Organisational Alignment

Pulling in the same direction

It is widely accepted that a high performing team can achieve more than the sum of its parts, be that an Olympic relay team, a rowing crew or a business. It is also generally understood that to achieve this high level of performance, a team needs to understand what it is trying to achieve and what each of its members can do in pursuit of that goal.

Whilst many organisations have a high-level view of their goals, setting out the direction of travel, (often in the form of Vision, Mission and Values statements and/or a 3 to 5-year strategy) relatively few seem able to develop the levels of teamwork and collaboration required to ensure everyone is pulling together in pursuit of these goals on a day to day basis. And whilst many businesses invest in individual training and development, relatively few seem comfortable developing teams across functional / divisional boundaries to work effectively together.

Silo Mentality

Most businesses have a published organisational structure and, inevitably, these structures create division with individuals being assigned to specific reporting lines and teams. As these individuals are primarily accountable to their line manager, this breeds a strong focus on the performance of the individual within the team and can weaken the relative importance of the individuals’ role in relation to other teams and within the organisation.
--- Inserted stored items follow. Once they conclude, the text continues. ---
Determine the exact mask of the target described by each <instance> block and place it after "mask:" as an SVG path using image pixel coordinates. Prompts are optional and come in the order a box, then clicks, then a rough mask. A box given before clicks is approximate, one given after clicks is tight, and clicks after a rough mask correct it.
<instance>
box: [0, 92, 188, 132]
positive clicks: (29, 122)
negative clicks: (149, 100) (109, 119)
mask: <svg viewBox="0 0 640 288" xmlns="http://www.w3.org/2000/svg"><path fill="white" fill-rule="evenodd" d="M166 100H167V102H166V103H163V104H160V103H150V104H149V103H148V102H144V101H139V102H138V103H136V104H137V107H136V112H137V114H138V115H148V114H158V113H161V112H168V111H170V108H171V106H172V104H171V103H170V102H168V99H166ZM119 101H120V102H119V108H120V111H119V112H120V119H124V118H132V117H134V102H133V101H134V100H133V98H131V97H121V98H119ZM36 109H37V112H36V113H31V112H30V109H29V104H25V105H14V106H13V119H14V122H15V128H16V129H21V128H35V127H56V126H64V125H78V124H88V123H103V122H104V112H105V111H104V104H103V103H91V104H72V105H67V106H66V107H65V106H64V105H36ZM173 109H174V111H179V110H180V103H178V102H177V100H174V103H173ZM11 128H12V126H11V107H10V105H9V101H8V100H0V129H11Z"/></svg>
In most, if not all, of the organisations we have worked with over the last 15 years, this has been a major challenge and one that restricts the growth potential that could be achieved if everyone was pulling in the same direction. In these instances, the challenge is not just to breakdown the silos that have arisen but to promote and embed a true sense of common purpose and teamwork that works on an ongoing basis.

Breaking down existing silos is often achieved by changing the organisational structure but, as every model has its inherent weaknesses, this can sometimes serve only to remove the current silos and create new silos in their place.
The key to achieving organisational alignment is thus to promote and embed a true sense of common purpose and teamwork, in a way that raises the focus above traditional structural boundaries and towards goals that all employees can engage with.

The Golden Thread

The single area of focus that can best create this sense of unity is the organisations’ customers as it is they, and their use of the businesses products and services, that keeps the business trading.
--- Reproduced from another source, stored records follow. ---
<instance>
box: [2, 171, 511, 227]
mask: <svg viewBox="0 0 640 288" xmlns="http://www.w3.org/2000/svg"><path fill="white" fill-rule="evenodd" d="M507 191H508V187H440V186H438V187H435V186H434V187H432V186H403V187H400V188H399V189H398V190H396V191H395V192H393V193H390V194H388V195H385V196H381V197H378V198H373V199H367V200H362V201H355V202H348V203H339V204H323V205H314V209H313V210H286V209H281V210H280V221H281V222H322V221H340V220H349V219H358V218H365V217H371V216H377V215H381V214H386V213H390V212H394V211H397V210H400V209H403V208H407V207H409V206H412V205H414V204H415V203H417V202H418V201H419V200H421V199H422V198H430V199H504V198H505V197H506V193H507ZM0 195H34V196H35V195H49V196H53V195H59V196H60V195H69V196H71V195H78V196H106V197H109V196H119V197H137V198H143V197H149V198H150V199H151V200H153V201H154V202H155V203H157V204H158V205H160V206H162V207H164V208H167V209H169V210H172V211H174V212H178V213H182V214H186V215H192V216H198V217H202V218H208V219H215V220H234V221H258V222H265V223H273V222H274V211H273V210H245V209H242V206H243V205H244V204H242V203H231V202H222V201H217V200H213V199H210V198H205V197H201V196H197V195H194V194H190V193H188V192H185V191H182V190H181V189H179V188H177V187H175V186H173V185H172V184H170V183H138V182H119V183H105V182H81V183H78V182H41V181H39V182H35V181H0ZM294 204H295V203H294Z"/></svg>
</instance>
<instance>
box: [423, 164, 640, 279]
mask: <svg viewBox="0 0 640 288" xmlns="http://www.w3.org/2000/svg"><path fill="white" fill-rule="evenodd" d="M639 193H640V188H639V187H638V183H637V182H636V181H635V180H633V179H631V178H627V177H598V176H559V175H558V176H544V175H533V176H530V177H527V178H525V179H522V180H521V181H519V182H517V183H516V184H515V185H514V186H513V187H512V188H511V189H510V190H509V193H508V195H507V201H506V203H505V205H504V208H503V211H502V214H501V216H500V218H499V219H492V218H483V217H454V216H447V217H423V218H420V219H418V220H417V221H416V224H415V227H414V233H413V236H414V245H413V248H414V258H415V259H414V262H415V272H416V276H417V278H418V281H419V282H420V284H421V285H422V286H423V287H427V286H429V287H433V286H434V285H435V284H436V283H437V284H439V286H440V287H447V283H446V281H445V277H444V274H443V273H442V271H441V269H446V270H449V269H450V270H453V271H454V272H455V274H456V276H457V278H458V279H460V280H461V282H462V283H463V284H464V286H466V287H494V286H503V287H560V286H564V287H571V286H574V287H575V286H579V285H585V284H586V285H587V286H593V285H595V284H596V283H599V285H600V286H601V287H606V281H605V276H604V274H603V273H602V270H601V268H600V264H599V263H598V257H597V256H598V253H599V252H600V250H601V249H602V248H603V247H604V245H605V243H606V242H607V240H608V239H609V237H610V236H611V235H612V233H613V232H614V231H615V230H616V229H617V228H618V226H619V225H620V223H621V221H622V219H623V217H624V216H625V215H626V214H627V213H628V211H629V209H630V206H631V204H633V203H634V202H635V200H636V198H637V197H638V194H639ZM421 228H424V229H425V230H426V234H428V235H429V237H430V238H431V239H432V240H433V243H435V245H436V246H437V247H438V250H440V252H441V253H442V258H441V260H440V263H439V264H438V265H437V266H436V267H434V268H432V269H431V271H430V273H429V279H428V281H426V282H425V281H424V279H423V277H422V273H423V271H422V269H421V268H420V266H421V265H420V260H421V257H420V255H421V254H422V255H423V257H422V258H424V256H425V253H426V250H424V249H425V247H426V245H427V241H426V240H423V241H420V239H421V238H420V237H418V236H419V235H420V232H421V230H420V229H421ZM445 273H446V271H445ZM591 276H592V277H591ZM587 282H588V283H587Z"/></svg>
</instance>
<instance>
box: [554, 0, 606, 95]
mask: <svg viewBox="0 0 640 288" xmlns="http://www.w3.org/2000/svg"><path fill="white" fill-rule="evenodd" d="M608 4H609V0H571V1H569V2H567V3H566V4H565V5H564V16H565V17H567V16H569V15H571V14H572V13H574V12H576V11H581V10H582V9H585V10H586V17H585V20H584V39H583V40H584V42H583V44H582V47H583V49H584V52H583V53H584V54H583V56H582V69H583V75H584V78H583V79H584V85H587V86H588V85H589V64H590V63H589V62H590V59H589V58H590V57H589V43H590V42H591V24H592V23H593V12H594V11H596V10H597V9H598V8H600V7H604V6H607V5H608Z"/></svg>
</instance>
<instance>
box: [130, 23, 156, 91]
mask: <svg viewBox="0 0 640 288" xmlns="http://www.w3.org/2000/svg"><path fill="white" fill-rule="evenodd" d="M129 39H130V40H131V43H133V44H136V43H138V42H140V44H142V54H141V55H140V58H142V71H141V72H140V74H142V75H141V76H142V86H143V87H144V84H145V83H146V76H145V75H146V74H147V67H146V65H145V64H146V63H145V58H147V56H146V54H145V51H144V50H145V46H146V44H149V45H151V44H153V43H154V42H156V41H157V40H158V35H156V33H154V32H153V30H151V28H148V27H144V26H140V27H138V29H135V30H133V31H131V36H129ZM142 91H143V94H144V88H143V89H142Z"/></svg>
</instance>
Ensuring that a focus on the organisations’ customers is kept at the forefront of everyone’s mind, whatever their functional role or place in the structure, is a relatively simple concept but requires a lot of sustained effort to achieve. Having said that, it has been shown that being customer focused is one of the best ways to engage employees and to get the most out of them. Research into the motivations of employees regularly highlights that being clear about one’s role within the organisation and being recognised for the contribution one makes in it, are the main drivers of satisfaction, being much more valued than pay and reward, etc.
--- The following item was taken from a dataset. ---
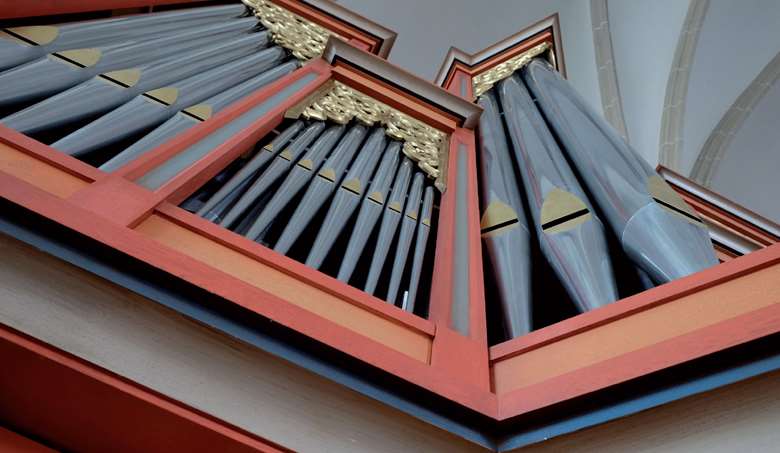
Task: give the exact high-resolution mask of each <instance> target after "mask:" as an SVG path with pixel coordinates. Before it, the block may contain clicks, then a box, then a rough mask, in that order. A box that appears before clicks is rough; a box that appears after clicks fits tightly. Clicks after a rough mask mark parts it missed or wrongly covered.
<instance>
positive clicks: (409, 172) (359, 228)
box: [337, 141, 412, 282]
mask: <svg viewBox="0 0 780 453" xmlns="http://www.w3.org/2000/svg"><path fill="white" fill-rule="evenodd" d="M400 159H401V144H400V143H399V142H395V141H394V142H391V143H390V144H389V145H388V146H387V149H386V150H385V153H384V157H382V161H381V162H380V163H379V168H378V169H377V171H376V174H375V175H374V177H373V178H372V179H371V183H370V184H369V186H368V189H367V190H366V193H367V195H366V197H365V198H363V201H362V202H361V203H360V211H358V217H357V221H356V222H355V228H354V229H353V230H352V234H351V235H350V237H349V242H348V243H347V250H346V251H345V252H344V257H343V258H342V260H341V266H340V267H339V273H338V277H337V278H338V279H339V280H341V281H343V282H348V281H349V279H350V278H351V277H352V273H353V272H354V271H355V266H356V265H357V262H358V259H360V255H362V254H363V252H364V250H365V245H366V243H367V242H368V238H369V236H371V232H372V231H374V226H375V225H376V222H377V221H378V220H379V216H380V214H381V213H382V210H383V208H384V207H385V200H387V194H388V192H389V190H390V184H392V182H393V176H394V175H395V174H396V169H398V162H399V160H400ZM402 167H403V168H404V169H402V170H399V172H398V174H399V175H402V174H403V175H405V176H403V178H406V180H407V183H408V178H409V173H410V172H411V169H412V162H411V161H410V160H409V159H404V163H403V164H402ZM399 187H400V185H399Z"/></svg>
The trick is to ensure that the organisations’ leaders understand this and the link between meeting customer expectations and the operational and financial performance that follows. In simple terms, customers are satisfied, and most likely to come back for more products or services, when the experience they get meets their expectations. And as this customer experience is usually delivered by the organisations’ employees, aligning employees with the needs of their customers is the key to success.

Focusing on customers and what they expect of the organisation and ensuring all employees are aligned in meeting these expectations is the golden thread that runs through most organisations that enjoy sustained high levels of performance. The principle is that simple and, whilst it isn’t necessarily easy to achieve, it should be at the top of the agenda for any organisation that wants to achieve long-term growth and success.